Recent changes to the Food and Drug Administration Modernization Act of 1997 have facilitated the review and approval of novel devices. The process of classification of the de novo mechanism is one such change.
As such, device manufacturers should understand what a de novo classification is, the circumstances under which its use is appropriate, and scenarios under which device manufacturers can obtain a de novo classification.
What Is a De Novo Classification?
As part of the Food and Drug Administration Modernization Act of 1997, the de novo classification pathway functions as an alternative means of classifying low- to moderate-risk devices. Traditionally, these devices were automatically classified as class III devices after the Food and Drug Administration determined that they are not substantially equivalent during review of a 510(k) application.

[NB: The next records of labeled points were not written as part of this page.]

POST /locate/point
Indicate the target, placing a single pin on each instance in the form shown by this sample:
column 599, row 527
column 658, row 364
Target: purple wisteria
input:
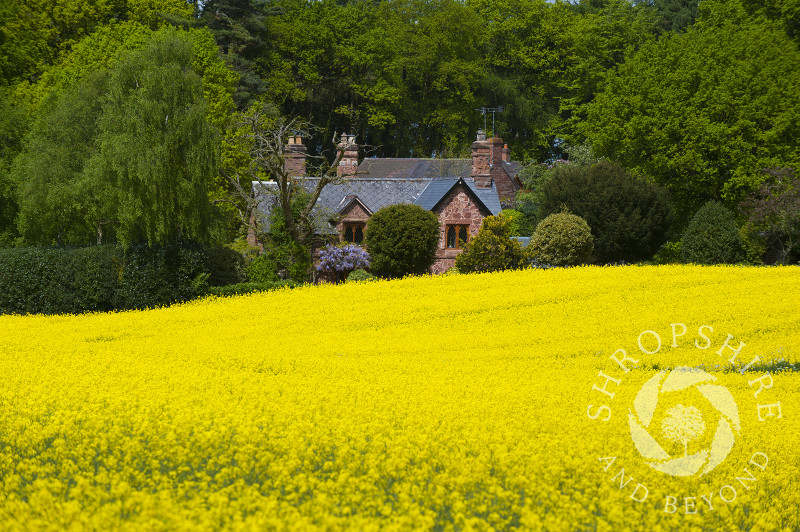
column 341, row 259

However, according to a 2012 amendment of section 513(f)2 of the Federal Food, Drug, and Cosmetic Act, device manufacturers can apply for a de novo classification for a low- to moderate-risk device without submitting a 510(k).
For What Devices Is a De Novo Classification Appropriate?

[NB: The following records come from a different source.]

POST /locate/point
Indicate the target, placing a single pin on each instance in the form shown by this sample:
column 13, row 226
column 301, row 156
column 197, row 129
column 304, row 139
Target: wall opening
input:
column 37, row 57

The Food and Drug Administration considers the de novo classification to be appropriate for devices that have not been classified under section 513(a)(1) of the Federal Food, Drug, and Cosmetic Act. These devices do not fit into any particular class, have no equivalent device that is currently marketed, or have not been determined to be substantially equivalent as the result of a 510(k) application.
In addition, the device has to be low-to moderate-risk and meet all the requirements for classification as a class I or II device. The device manufacturer should also be able to explain all the risks and benefits, how the risks can be decreased, and how efficacy can be ensured through appropriate checks and balances.
Scenarios Under Which a Device Manufacturer Can Obtain a De Novo Classification
There are two scenarios under which a device manufacturer can obtain a de novo classification. In both cases, the company must ask the Food and Drug Administration to evaluate whether the device is a class I or II device on the basis of its risks.
Under the first scenario, the device manufacturer submits a pre-submission to the Food and Drug Administration. The Food and Drug Administration then provides feedback on whether the de novo process is appropriate. If the de novo mechanism is appropriate, the Food and Drug Administration provides information on the documentation necessary to submit a de novo application.
Approval of a device via this scenario depends on whether the device manufacturer has conducted an effective search for an equivalent currently-marketed device, determined the risks and identified mechanisms to decrease such risks, and collected enough data for the Food and Drug Administration to determine its safety and efficacy.
Under the second scenario, a company can obtain a de novo classification by requesting it within thirty days after the Food and Drug Administration has determined that the device is not substantially equivalent. If there is no substantially equivalent device upon which to make a determination, the sponsor can ask the Food and Drug Administration to determine whether the mechanism is appropriate without submitting a 510(k) application.
For novel devices that would be considered low- to moderate-risk, and for which no substantially equivalent device is available, the de novo classification may be a viable option for companies who wish to market their devices without submitting a 510(k) application.